Both backward induction and infinite-horizon value iteration are tabular methods: they maintain an explicit table of values for every state (and possibly every state-action pair) at every time step. Their per-iteration complexity is polynomial in |\mathcal{S}|—but |\mathcal{S}| itself is the problem. In real-world applications, the state space grows combinatorially or continuously: Autonomous driving. The state includes the ego vehicle’s position, velocity, and heading; the positions and velocities of dozens of surrounding agents; lane geometry; traffic signal states; weather conditions; and sensor uncertainty. Even a coarse discretization yields state spaces of 10^{20} or more. The horizon H can span hundreds of decision steps at 10 Hz control frequency. Storing a single floating-point value per state per time step is physically impossible, let alone iterating over them. The complexity bound O(H \cdot |\mathcal{S}|^2 \cdot |\mathcal{A}|) becomes vacuous. LLM reasoning (DeepSeek-R1 and GRPO). DeepSeek-R1 uses reinforcement learning—specifically Group Relative Policy Optimization—to train a large language model to perform multi-step reasoning. Here, a “state” at time t is the entire sequence of tokens generated so far (the partial chain of thought), and an “action” is the next token from a vocabulary of ~100,000. The state space is the set of all possible token sequences up to the context length—a number that dwarfs any astronomical quantity. The horizon H is the maximum generation length (often thousands of tokens). The value function (estimating the quality of a partial reasoning chain) cannot be tabulated; it must be approximated, which is exactly what the neural network serves as. In this setting, the non-stationary nature of the finite-horizon formulation is particularly natural: the quality of a token choice depends critically on how many reasoning steps remain.

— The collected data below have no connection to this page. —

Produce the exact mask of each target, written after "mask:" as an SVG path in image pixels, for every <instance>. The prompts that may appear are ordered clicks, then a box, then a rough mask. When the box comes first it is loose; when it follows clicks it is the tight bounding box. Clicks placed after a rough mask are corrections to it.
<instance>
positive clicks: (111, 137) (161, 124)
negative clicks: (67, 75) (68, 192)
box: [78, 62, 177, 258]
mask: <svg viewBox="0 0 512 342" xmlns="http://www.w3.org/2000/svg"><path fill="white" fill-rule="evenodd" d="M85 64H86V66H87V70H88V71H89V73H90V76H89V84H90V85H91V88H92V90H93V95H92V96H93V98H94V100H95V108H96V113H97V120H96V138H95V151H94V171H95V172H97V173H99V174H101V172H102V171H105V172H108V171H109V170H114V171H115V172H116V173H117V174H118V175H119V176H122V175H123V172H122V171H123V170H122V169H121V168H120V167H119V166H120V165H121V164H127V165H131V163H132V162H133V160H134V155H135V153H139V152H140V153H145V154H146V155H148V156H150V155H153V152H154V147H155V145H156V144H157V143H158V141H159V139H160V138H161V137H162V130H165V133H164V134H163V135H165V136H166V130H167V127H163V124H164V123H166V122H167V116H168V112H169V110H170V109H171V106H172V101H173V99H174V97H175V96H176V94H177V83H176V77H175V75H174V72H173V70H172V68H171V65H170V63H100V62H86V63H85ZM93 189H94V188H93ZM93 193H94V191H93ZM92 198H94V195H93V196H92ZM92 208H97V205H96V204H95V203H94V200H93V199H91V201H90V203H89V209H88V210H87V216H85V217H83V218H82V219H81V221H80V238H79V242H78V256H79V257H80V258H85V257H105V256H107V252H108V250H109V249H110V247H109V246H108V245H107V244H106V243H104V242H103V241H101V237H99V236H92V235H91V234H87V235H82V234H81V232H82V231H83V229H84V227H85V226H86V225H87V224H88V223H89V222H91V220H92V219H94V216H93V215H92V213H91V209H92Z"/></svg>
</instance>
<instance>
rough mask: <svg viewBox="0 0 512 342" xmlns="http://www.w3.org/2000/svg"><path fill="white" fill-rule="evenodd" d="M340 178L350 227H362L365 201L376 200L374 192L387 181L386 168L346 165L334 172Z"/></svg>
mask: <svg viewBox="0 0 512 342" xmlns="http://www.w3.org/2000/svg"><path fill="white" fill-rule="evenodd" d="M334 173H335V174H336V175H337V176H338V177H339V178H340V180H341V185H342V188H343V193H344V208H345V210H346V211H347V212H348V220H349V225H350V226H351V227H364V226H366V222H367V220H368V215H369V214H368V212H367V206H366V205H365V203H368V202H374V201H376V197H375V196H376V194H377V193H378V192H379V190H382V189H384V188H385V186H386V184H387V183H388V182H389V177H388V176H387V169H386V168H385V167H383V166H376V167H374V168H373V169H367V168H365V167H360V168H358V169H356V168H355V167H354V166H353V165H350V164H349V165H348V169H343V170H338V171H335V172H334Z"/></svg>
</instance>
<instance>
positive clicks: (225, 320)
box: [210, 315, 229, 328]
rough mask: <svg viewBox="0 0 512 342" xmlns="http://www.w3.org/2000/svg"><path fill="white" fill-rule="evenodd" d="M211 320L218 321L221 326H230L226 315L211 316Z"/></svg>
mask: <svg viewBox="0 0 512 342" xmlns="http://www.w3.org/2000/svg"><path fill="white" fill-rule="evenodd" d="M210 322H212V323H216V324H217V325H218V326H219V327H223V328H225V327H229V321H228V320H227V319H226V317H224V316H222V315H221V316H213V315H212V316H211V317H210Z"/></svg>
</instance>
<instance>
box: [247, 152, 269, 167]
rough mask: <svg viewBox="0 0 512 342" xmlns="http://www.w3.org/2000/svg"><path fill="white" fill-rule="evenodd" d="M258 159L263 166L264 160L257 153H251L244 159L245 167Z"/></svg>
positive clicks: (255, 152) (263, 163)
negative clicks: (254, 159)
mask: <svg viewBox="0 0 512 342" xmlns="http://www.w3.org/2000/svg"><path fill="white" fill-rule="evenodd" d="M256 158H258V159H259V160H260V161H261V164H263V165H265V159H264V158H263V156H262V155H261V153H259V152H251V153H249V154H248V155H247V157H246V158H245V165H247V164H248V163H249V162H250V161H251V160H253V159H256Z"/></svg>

7.1 The Approximation Paradigm

The modern response to the curse of dimensionality is function approximation: rather than storing V_t(s) or Q_t(s,a) in a table, represent them with a parameterized function—a neural network, a linear combination of features, or another compact representation: \displaystyle V_\theta(s, t) \approx V_t^*(s) This introduces both power and peril. Deep Q-Networks (DQN, Mnih et al., 2015) demonstrated that neural networks could approximate Q^* well enough to achieve superhuman Atari play directly from pixels. Proximal Policy Optimization (PPO, Schulman et al., 2017) and its descendants optimize parameterized stochastic policies directly via gradient ascent, sidestepping the need to ever represent V^* or Q^* in full. The clean convergence guarantees of backward induction (finite horizon) and the Banach theorem (infinite horizon) no longer apply in their original form—function approximation can cause divergence (the “deadly triad” of off-policy learning, function approximation, and bootstrapping). Ensuring stability in this regime remains one of the central open problems in RL theory.

8. Conclusion

The essence of Bellman optimality is the dramatic simplification hidden inside an apparently intractable optimization problem. The scaling limitations of dynamic programming based methods motivate the need for alternatives based on approximate rather than exact solutions – follow on articles in this series will introduce approximate methods starting with Deep Q Learning and then move over to a discussion of policy networks starting with the so called “Reinforce Trick” and culminating in a description of the PPO Surrogate Objective function.